Integration of exponential function - wash in curve: (dP_circ)/dt =

[snacks_au]

The following equation gives the rate of change of the partial pressure of a specific gas (P_circ) in a circuit of plastic tubing which is being flushed with fresh gas of different partial pressure (P_del):

dP_circ/dt = (FGF/V) x (P_circ - P_del)

FGF = fresh gas flow into the circuit (L/min),
V = volume of the circuit (L),
P_del = partial pressure of gas in the fresh gas flow (cmH₂O),
P_circ = partial pressure of gas in the circuit (cmH₂​O)

Could anyone show me how to integrate the rate equation above to give P_circ as a function of time. I already have the answer but I can't figure out how to get there:

P_circ(t) = P_circ(0) + (P_del - P_circ(0)) x (1 - e^-t/[V/FGF])

Thanks in advance!

 

[Deleted member 4993]

The following equation gives the rate of change of the partial pressure of a specific gas (P_circ) in a circuit of plastic tubing which is being flushed with fresh gas of different partial pressure (P_del):

dP_circ/dt = (FGF/V) x (P_circ - P_del)

FGF = fresh gas flow into the circuit (L/min),
V = volume of the circuit (L),
P_del = partial pressure of gas in the fresh gas flow (cmH₂O),
P_circ = partial pressure of gas in the circuit (cmH₂​O)

Could anyone show me how to integrate the rate equation above to give P_circ as a function of time. I already have the answer but I can't figure out how to get there:

P_circ(t) = P_circ(0) + (P_del - P_circ(0)) x (1 - e^-t/[V/FGF])

Thanks in advance!

can you integrate:

\(\displaystyle \displaystyle{\int \dfrac{dx}{x-a}}\)

 

[snacks_au]

can you integrate:

\(\displaystyle \displaystyle{\int \dfrac{dx}{x-a}}\)

Is it ln(x-a) + C?

 

[snacks_au]

Actually I think I am a step closer after you posted that but still not right:


(1) dP_circ/dt = (FGF/V) x (P_circ - P_del)

(1/(P_circ - P_del)) x dP_{circ =} (FGF/V) x dt

ln((P_circ - P_del) = FGF/V x t + C

P_circ - P_del = P_circ(0) e^[(FGF/V)t]

P_circ = P_circ(0) e^[(FGF/V)t] + P_del

then if 1 is modified to give the formula for wash-out (i.e. dP/Dt = -m*P), and wash-in = 1- washout

P_circ = P_circ(0) (1- e^-[(FGF/V)t]) + P_del


still not quite right. Any ideas?

 

[Deleted member 4993]

Actually I think I am a step closer after you posted that but still not right:


(1) dP_circ/dt = (FGF/V) x (P_circ - P_del)

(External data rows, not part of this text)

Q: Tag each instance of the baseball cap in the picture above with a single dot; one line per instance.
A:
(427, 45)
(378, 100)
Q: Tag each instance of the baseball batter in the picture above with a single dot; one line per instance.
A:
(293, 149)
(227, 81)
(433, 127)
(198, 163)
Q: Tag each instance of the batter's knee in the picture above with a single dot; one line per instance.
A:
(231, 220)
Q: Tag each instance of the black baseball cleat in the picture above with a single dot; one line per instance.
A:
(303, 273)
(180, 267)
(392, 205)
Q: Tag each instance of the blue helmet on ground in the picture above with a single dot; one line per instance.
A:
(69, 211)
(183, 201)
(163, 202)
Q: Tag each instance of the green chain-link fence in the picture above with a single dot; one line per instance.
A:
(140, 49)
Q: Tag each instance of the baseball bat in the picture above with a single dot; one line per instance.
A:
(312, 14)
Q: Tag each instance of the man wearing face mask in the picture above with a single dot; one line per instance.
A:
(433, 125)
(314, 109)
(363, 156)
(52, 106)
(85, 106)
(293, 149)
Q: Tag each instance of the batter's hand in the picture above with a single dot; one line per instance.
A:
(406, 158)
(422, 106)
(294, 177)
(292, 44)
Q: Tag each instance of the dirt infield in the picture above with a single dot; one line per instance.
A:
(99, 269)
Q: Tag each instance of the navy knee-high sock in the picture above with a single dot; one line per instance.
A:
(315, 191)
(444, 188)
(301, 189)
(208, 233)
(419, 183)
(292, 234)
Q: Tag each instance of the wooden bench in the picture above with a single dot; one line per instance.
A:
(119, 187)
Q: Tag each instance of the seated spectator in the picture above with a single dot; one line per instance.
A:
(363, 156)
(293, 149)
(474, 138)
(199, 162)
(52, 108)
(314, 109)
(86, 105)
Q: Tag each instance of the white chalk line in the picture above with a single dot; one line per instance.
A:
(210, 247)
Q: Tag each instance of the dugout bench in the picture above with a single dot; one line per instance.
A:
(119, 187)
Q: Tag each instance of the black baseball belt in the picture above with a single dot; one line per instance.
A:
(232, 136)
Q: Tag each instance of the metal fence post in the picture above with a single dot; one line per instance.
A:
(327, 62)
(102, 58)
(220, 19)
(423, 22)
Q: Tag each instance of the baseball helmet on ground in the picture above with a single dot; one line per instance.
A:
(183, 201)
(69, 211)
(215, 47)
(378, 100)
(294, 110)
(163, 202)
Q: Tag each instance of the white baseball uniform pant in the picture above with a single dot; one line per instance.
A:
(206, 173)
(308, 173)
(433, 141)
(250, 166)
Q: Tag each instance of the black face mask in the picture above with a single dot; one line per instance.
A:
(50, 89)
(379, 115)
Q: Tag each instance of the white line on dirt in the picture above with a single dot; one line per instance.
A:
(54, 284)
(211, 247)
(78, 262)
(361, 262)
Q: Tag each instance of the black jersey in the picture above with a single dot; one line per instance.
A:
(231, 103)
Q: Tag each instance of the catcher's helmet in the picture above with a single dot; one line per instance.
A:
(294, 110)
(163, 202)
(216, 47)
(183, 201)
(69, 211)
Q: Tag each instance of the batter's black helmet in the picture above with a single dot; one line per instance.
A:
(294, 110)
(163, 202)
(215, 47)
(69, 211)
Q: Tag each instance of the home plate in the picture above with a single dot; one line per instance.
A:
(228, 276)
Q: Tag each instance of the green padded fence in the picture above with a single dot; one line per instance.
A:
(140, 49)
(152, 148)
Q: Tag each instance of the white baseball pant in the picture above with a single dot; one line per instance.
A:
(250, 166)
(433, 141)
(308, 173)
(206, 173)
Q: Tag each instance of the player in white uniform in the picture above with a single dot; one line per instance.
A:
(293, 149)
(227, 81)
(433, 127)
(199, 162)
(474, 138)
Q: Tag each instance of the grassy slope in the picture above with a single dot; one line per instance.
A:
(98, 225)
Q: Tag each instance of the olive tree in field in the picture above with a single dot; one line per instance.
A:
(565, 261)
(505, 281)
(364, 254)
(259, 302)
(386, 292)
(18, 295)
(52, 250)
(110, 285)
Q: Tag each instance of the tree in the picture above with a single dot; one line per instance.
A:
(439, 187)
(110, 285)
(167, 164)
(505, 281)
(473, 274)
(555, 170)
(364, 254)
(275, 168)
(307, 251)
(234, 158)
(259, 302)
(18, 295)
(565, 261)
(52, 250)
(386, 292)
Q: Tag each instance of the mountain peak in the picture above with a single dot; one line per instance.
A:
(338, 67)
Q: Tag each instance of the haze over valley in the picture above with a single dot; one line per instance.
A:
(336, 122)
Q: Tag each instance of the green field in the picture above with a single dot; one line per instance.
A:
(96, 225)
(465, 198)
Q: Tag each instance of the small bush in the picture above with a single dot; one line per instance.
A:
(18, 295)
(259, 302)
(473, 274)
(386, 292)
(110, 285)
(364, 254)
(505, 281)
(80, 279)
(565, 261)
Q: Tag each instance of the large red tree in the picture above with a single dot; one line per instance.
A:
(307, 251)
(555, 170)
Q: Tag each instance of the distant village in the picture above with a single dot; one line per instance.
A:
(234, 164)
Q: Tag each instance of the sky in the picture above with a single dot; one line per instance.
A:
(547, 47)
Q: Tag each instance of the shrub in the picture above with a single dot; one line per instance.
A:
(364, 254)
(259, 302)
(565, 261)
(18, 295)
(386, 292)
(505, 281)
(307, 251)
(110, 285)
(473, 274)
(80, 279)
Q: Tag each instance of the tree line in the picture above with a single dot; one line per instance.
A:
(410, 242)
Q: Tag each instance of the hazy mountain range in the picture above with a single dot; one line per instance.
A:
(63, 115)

(1/(P_circ - P_del)) x dP_{circ =} (FGF/V) x dt

ln((P_circ - P_del) = FGF/V x t + C

P_circ - P_del = P_circ(0) e^[(FGF/V)t]

P_circ = P_circ(0) e^[(FGF/V)t] + P_del

then if 1 is modified to give the formula for wash-out (i.e. dP/Dt = -m*P), and wash-in = 1- washout

P_circ = P_circ(0) (1- e^-[(FGF/V)t]) + P_del


still not quite right. Any ideas?

How did you get that?

Please show intermediate steps - carefully.